A estas alturas de siglo podemos hablar de servicio en términos generales. Hablar del servicio como actitud, como conversión del corazón haciéndose humilde de verdad, es totalmente necesario. Hay que hablar más de ello y de esa manera, seguir convirtiéndose de manera individual practicando el servicio en la vida cotidiana. Todos los cristianos y cristianas lo necesitamos para ser mejores y mejor comunidad. Pero no es suficiente porque se nos va el siglo sin haber respondido a nuestro pecado de desamor. Debemos hablar del servicio en su especificidad eclesial pues es ahí donde se muestran las dificultades para poner el servicio en práctica más allá de las conversiones personales. El problema del servicio en la Iglesia tiene más que ver con esta especialización por sexos. No tanto en lo personal —que también—, sino en las relaciones comunitarias, en lo que afecta al grupo y se establece como dinámicas normalizadas. Esta especialización no es un rasgo del Evangelio. Al contrario, el Evangelio defiende la libertad de los hijos e hijas de Dios, interpela a Marta y la insta a salir del espacio de servicio en el que está recluida y a compartir otro espacio con su hermana María y los demás discípulos.
Francisco menciona constantemente el servicio como actitud. En la encíclica Fratelli Tutti señala que la solidaridad se expresa concretamente en el servicio, que puede asumir formas muy diversas de hacerse cargo de los demás. El servicio es «en gran parte, cuidar la fragilidad. Servir significa cuidar a los frágiles de nuestras familias, de nuestra sociedad, de nuestro pueblo» (FT 115). Si el servicio es la expresión de la solidaridad, entonces construir la solidaridad dentro de la comunidad es un acto de testimonio del Reino. Qué mejor servicio que cuidar a la familia de hijos e hijas de Dios que se congregan en torno a una misma mesa.
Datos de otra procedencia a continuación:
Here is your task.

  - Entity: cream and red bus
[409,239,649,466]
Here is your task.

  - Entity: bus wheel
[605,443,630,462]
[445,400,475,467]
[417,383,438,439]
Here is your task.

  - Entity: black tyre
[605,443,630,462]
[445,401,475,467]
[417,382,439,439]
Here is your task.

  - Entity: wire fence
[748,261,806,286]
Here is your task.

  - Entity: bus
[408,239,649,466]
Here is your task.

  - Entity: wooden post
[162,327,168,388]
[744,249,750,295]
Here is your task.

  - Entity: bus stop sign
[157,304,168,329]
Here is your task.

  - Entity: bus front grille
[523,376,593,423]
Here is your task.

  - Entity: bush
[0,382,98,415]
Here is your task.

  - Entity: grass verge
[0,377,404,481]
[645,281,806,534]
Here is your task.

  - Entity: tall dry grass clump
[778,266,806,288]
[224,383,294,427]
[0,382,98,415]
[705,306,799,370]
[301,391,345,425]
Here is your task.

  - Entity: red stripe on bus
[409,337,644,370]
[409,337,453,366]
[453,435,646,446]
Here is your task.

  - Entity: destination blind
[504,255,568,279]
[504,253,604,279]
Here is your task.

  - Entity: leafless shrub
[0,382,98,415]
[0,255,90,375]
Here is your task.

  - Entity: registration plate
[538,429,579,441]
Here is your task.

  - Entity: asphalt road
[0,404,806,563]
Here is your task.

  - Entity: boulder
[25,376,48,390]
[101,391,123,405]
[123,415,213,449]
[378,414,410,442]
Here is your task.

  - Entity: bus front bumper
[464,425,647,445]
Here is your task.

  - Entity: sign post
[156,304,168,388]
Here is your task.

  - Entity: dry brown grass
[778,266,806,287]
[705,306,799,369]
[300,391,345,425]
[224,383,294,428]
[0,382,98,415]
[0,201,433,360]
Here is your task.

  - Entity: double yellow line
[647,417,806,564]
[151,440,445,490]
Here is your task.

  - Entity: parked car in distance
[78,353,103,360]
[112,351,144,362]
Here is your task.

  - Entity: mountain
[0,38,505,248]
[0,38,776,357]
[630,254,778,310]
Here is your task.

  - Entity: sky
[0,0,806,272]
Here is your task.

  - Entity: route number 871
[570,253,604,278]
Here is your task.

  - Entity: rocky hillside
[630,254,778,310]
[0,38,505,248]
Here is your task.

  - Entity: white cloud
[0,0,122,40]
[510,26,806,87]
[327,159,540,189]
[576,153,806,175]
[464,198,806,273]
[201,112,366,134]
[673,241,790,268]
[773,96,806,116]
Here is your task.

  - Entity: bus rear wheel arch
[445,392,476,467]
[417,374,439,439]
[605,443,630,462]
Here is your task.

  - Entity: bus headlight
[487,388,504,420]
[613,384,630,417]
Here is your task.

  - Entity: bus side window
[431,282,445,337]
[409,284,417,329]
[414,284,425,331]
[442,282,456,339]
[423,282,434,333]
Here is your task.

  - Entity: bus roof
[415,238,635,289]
Ahora bien, en la solidaridad expresada en servicio no puede haber categorías o diferencias, porque entonces no estamos cuidando a los más frágiles. No puede haber categorizaciones como si unos servicios fueran mejores que otros, tampoco limitaciones en cuanto a cómo y dónde se ejercen. La especialización del servicio empobrece la Iglesia, porque cierra los diálogos entre diferentes dentro de un mismo servicio y renuncia a la mesa compartida de la eucaristía.
Uno de los aspectos que los diálogos sinodales deberían revisar es el concepto de servicio dentro de la comunidad y, por extensión, valorar de que manera esto afecta a los procesos de reformas de la Iglesia católica. Para obtener el éxito de este ejercicio el diálogo entre hombres y mujeres, entre clero y laicado, debe ser fluido y en igualdad de condiciones. Y debe ser un diálogo que reconozca los puntos de partida desiguales del que ha servido y del que ha sido cuidado para llegar a consensos equitativos donde se equilibre el don del servir con el don de ser cuidado.